Droits des personnes LGBTI+ et sociétés transnationales
Dernière intervenante du jour, la Présidente du Groupe de travail sur la question des droits humains et des sociétés transnationales et autres entreprises, a présenté un rapport consacré aux droits des personnes lesbiennes, gays, bisexuelles, transgenres et intersexes (LGBTI+) dans le contexte des activités commerciales. Mme Fernanda Hopenhaym a indiqué que le respect par les entreprises de leurs droits humains est gravement entravé là où persistent des lois et politiques discriminatoires, des inégalités structurelles et des normes sociétales néfastes.
Pour remédier à ces impacts négatifs, elle invite les États à adopter et appliquer des lois antidiscriminatoires couvrant les personnes LGBTI+ et à fournir des voies de recours efficaces pour les abus les visant dans les contextes commerciaux.
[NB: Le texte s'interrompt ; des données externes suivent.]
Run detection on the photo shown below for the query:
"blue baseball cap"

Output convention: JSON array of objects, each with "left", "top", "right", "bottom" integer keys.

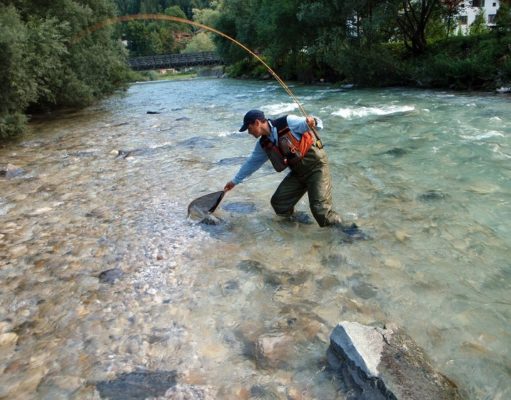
[{"left": 239, "top": 109, "right": 265, "bottom": 132}]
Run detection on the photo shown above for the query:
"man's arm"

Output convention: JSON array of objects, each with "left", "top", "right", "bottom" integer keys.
[
  {"left": 224, "top": 142, "right": 268, "bottom": 191},
  {"left": 287, "top": 114, "right": 324, "bottom": 136}
]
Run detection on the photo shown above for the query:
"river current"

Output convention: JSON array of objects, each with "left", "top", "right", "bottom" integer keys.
[{"left": 0, "top": 78, "right": 510, "bottom": 399}]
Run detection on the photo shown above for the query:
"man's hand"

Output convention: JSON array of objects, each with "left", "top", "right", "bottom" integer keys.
[
  {"left": 224, "top": 181, "right": 236, "bottom": 192},
  {"left": 306, "top": 116, "right": 316, "bottom": 129}
]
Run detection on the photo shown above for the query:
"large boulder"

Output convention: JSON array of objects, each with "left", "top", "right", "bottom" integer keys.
[{"left": 328, "top": 321, "right": 462, "bottom": 400}]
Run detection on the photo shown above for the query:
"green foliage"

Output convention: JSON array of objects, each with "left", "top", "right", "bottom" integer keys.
[
  {"left": 414, "top": 33, "right": 511, "bottom": 89},
  {"left": 495, "top": 3, "right": 511, "bottom": 35},
  {"left": 0, "top": 0, "right": 131, "bottom": 141},
  {"left": 182, "top": 31, "right": 215, "bottom": 53},
  {"left": 0, "top": 4, "right": 66, "bottom": 138},
  {"left": 120, "top": 4, "right": 191, "bottom": 56}
]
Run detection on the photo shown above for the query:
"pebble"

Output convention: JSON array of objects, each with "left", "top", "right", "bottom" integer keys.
[
  {"left": 0, "top": 332, "right": 18, "bottom": 347},
  {"left": 28, "top": 207, "right": 53, "bottom": 216},
  {"left": 9, "top": 245, "right": 27, "bottom": 258},
  {"left": 395, "top": 230, "right": 410, "bottom": 242},
  {"left": 384, "top": 257, "right": 403, "bottom": 269},
  {"left": 255, "top": 332, "right": 293, "bottom": 368},
  {"left": 0, "top": 321, "right": 14, "bottom": 333}
]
Aux entreprises, elle recommande de s’engager publiquement à respecter les droits des personnes LGBTI+ à tous les niveaux des opérations commerciales, de mettre en œuvre des processus de diligence raisonnable en matière de droits humains tenant compte du genre pour gérer les risques dans les opérations, les chaînes d’approvisionnement et les relations commerciales, et, enfin, d’établir, en collaboration avec les parties prenantes concernées, des mécanismes de réclamation efficaces et accessibles aux personnes LGBTI+.
La Troisième Commission poursuivra ses travaux lundi 4 novembre, à partir de 10 heures.